Monday, May. 01, 1944
Engaged. Lieut. Hugh Blanchard Vickery, 25, Annapolis '40, only son of Rear Admiral Howard Vickery, Vice Chairman of the Maritime Commission ; and Dorothy Adams Borden, 25, Washington socialite, daughter of Brigadier General William Borden; in Washington.
Divorced. Colonel Elliott Roosevelt, 33, second son of the President, now with the Army Air Forces in England ; by Mrs. Ruth Googins Roosevelt, 35, after ten years, nine months of marriage, her first, his second; in Fort Worth. Mrs. Roosevelt charged desertion, cruel treatment, was awarded half of their interest in a chain of Texas radio stations and custody of their three children.
Killed in Action. Lieut. Colonel Thomas Hitchcock, 44, internationally famed poloist; in a plane crash; near Salisbury, England.
Reported Dead. Adolf Wagner, 54, former Gauleiter of Bavaria, longtime crony and "other voice" of Adolf Hitler; in Munich. One-legged Wagner marched in the 1923 beer-hall Putsch, at Nuernberg party congresses delivered Hitler's proclamations in the blustering manner of his chief.
Died.

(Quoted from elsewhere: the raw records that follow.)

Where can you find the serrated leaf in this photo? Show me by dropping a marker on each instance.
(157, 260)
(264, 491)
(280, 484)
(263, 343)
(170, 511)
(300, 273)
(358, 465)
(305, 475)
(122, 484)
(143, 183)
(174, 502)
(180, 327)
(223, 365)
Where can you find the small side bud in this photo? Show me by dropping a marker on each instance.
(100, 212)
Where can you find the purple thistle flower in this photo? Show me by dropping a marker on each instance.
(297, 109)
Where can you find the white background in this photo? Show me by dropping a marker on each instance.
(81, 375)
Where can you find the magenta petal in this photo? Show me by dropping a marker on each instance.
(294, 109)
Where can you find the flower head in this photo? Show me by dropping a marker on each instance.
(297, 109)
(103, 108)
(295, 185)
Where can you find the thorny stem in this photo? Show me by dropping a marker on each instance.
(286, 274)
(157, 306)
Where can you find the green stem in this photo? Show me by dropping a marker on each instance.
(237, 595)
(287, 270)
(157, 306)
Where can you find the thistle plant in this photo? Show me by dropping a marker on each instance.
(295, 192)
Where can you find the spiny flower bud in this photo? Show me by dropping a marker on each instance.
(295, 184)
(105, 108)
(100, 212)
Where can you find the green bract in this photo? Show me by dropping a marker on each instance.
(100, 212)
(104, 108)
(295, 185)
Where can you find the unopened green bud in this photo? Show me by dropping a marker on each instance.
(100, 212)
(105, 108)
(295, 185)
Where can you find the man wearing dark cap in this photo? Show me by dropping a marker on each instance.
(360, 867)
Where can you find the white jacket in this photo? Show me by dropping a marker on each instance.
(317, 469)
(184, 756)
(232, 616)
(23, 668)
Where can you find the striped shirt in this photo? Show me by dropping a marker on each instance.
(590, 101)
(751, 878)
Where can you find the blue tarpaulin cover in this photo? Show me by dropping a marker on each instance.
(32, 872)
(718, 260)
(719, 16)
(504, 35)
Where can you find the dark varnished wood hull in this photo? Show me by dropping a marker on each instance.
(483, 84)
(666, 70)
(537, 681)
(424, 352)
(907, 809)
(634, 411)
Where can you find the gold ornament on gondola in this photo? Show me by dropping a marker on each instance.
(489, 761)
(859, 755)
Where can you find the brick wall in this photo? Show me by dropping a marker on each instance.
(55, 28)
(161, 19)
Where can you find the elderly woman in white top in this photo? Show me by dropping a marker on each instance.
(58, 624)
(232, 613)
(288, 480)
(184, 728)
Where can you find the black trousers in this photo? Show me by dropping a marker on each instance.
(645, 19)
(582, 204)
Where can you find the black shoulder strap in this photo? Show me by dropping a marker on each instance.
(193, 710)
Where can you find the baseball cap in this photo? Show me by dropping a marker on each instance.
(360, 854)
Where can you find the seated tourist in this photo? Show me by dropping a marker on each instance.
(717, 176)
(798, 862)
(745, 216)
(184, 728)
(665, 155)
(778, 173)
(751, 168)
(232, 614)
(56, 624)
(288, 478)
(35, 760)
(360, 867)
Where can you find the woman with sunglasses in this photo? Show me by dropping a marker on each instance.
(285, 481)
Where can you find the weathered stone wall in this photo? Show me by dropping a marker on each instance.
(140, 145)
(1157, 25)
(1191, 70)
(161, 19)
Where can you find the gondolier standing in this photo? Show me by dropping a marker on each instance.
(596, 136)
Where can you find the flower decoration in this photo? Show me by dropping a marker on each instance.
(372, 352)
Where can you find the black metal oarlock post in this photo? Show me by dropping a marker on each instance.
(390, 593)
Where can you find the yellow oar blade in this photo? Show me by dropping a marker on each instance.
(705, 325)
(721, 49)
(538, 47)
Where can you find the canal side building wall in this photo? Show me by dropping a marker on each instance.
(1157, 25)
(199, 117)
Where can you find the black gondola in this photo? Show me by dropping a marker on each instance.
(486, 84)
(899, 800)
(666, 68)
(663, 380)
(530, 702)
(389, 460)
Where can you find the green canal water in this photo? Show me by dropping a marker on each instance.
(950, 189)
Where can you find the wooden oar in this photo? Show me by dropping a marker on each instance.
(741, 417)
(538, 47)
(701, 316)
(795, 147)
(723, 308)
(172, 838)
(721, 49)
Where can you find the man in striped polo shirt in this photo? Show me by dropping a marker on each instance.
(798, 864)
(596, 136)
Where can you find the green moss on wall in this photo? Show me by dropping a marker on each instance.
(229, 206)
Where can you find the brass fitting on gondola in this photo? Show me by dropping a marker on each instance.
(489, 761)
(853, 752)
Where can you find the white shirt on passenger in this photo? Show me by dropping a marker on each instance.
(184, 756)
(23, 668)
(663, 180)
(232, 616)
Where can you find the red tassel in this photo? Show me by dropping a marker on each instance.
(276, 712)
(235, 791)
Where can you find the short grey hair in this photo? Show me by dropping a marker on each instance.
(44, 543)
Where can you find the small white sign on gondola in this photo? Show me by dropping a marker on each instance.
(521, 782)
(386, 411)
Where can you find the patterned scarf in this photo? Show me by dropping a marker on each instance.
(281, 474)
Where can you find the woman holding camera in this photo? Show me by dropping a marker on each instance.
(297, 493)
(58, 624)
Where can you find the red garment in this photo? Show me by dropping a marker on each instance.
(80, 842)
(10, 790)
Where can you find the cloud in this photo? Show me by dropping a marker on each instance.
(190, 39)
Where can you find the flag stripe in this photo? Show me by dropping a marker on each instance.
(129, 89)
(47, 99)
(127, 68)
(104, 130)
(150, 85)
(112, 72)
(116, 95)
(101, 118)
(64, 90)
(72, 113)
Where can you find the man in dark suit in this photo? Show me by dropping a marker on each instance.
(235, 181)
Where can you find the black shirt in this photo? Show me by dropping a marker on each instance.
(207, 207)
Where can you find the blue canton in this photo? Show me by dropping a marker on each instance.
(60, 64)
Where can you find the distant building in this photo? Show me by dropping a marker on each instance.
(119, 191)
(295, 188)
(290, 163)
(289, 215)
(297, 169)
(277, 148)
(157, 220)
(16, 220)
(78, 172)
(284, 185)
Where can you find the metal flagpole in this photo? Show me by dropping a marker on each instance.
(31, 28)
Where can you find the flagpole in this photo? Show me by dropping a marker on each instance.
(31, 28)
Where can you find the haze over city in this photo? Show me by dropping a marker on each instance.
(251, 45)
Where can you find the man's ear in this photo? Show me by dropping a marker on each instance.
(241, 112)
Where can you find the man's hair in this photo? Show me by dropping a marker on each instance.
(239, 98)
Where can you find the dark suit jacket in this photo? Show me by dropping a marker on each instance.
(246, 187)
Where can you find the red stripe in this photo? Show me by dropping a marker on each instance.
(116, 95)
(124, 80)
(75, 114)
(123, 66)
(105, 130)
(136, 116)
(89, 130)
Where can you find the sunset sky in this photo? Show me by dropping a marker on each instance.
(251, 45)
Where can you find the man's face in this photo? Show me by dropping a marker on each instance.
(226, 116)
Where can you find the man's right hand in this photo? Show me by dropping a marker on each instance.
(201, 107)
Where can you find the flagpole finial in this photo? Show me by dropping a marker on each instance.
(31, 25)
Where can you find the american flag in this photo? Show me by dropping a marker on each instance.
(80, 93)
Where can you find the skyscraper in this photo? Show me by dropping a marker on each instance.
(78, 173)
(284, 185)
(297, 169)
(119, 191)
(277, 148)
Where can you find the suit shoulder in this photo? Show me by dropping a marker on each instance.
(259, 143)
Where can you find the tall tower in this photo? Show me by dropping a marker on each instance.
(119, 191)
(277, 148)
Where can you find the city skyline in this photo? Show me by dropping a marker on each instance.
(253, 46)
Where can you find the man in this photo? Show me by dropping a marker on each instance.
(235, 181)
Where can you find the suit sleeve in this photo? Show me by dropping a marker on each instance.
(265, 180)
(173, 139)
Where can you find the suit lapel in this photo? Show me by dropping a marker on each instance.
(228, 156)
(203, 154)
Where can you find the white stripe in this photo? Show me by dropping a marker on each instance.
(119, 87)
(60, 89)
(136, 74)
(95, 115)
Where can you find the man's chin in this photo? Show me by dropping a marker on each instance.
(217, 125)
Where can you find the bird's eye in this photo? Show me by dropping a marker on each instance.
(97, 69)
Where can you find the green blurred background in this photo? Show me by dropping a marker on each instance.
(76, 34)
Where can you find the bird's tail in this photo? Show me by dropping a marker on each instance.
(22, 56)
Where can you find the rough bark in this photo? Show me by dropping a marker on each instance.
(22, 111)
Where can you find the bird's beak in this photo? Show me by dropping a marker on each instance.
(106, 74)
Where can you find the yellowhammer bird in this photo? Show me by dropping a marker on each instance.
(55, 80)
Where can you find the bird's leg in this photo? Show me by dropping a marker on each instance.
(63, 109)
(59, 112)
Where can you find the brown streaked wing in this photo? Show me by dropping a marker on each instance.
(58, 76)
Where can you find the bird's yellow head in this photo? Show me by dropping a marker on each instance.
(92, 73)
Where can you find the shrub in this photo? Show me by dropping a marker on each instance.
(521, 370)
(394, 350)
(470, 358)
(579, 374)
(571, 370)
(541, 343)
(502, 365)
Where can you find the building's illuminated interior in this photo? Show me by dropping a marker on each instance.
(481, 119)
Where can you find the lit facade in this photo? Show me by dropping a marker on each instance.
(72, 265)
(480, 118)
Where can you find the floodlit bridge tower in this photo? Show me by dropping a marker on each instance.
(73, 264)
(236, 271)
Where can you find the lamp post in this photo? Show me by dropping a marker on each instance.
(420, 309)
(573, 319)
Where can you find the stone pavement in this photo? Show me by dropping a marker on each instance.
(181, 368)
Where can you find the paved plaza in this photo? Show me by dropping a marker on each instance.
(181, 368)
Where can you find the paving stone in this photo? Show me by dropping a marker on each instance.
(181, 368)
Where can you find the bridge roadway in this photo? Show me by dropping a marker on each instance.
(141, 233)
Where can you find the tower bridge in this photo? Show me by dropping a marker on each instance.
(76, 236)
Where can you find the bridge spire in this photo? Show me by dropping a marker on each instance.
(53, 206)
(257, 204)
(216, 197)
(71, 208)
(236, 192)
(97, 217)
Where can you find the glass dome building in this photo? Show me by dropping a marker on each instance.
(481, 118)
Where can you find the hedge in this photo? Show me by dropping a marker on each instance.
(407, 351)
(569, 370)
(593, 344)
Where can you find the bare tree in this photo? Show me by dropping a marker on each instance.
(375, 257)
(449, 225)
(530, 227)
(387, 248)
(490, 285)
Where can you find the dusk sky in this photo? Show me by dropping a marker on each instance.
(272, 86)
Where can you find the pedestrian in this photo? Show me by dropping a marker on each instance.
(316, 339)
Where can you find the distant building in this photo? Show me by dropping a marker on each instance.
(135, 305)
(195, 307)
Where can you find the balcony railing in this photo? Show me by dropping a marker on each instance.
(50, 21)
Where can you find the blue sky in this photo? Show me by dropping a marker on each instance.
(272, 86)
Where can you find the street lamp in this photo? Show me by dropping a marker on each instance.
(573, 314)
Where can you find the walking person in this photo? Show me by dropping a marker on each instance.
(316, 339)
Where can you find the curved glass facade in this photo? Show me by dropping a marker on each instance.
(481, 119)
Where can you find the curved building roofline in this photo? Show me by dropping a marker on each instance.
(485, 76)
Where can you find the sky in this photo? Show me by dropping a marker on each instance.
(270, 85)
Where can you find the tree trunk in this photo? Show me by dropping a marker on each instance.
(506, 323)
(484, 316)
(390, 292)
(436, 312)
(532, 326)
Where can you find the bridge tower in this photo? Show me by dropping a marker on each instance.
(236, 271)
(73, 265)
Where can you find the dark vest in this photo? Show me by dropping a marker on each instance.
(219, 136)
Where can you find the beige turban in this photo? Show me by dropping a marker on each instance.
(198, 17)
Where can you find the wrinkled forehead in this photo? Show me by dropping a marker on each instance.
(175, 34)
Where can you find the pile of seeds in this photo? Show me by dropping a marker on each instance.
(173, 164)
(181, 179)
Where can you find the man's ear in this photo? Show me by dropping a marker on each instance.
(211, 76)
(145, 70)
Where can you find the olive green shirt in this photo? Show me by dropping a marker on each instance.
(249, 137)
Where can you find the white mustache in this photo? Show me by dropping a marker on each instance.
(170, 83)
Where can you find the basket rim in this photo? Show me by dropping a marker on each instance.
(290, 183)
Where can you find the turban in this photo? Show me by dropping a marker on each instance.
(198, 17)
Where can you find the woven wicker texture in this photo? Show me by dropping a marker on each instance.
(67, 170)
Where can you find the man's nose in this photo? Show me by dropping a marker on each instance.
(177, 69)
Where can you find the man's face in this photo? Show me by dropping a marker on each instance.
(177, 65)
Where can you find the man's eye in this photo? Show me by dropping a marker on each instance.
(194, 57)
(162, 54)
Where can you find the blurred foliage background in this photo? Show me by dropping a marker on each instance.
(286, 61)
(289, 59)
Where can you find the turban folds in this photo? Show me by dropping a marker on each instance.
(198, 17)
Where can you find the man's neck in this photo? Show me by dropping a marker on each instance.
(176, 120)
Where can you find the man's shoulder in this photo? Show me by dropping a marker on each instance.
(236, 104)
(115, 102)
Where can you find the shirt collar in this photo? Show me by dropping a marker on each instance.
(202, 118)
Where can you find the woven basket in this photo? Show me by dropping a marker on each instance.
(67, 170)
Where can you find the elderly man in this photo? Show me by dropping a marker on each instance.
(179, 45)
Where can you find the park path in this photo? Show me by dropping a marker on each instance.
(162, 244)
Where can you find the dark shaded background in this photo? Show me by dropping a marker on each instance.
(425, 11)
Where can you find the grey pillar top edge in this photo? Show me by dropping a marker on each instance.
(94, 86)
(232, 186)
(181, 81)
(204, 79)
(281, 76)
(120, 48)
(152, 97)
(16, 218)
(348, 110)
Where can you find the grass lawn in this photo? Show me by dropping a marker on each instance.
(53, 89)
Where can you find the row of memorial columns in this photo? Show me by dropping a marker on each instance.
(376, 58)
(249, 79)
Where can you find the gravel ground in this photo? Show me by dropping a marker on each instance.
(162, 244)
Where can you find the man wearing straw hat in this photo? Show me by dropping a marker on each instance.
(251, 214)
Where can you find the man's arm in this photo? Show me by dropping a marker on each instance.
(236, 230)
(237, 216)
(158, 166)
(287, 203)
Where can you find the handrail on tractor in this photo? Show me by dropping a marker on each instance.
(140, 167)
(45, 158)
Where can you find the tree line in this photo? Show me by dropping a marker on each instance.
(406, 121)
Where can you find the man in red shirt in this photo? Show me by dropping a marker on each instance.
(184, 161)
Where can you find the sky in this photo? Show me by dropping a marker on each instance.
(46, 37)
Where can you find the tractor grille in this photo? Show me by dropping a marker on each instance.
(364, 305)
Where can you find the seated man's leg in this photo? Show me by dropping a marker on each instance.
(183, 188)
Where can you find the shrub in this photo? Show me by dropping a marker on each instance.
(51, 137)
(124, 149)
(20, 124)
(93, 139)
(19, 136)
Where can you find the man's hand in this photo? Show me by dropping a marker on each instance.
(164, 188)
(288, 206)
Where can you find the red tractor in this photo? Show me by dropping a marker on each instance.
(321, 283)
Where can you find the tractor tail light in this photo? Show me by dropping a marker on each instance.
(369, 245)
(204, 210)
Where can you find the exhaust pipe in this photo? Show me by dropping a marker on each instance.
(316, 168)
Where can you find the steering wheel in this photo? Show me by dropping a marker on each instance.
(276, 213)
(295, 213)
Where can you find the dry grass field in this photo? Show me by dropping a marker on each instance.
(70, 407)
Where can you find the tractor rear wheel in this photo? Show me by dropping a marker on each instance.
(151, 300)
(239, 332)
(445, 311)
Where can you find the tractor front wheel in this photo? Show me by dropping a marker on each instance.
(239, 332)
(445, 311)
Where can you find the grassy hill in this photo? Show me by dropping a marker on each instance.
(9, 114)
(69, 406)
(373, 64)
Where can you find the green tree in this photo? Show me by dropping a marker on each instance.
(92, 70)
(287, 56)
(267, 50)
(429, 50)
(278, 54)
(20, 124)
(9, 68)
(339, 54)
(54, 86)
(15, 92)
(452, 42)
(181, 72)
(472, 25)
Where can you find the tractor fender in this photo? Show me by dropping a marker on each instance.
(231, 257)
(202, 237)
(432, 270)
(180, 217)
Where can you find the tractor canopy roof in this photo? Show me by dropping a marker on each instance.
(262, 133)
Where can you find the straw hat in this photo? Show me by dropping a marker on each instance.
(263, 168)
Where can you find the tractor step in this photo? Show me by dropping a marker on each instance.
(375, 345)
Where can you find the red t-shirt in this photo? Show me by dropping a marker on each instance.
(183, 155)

Hans Lachmann-Mosse, 59, former publisher of the late, great Berliner Tageblatt, No. 1 liberal German newspaper, confiscated by the Nazis in 1933; after long illness; in Oakland, Calif. Forced by the Gestapo to flee Germany after relinquishing his publishing business, he settled in France, fled again when France was invaded.
Died. Frederic J. Haskin, 71, dean of question& -answer columnists (over 100 newspapers carried his column); of cirrhosis of the liver; in Washington. He started answering questions 28 years ago, boasted that he could cope with anything answerable.
Died. Edmund Schulthess, 76, four-times President of Switzerland between 1917 and 1933; after long illness; in Bern.
Died. Henry Snell, 1st Baron of Plumstead, 79, the House of Lords's capable Government spokesman; in London. Son of a farm laborer, he started work as a potboy, rose to the London County Council, Parliament, the peerage. Onetime Fabian Socialist, he plumped vigorously for marital reforms, himself remained a bachelor. He chose his title, Plumstead, from part of a London working-class district which first sent him to Parliament.
Died. William Henry Cardinal O'Connell, 84, longtime Archbishop of Boston; of pneumonia; in Boston.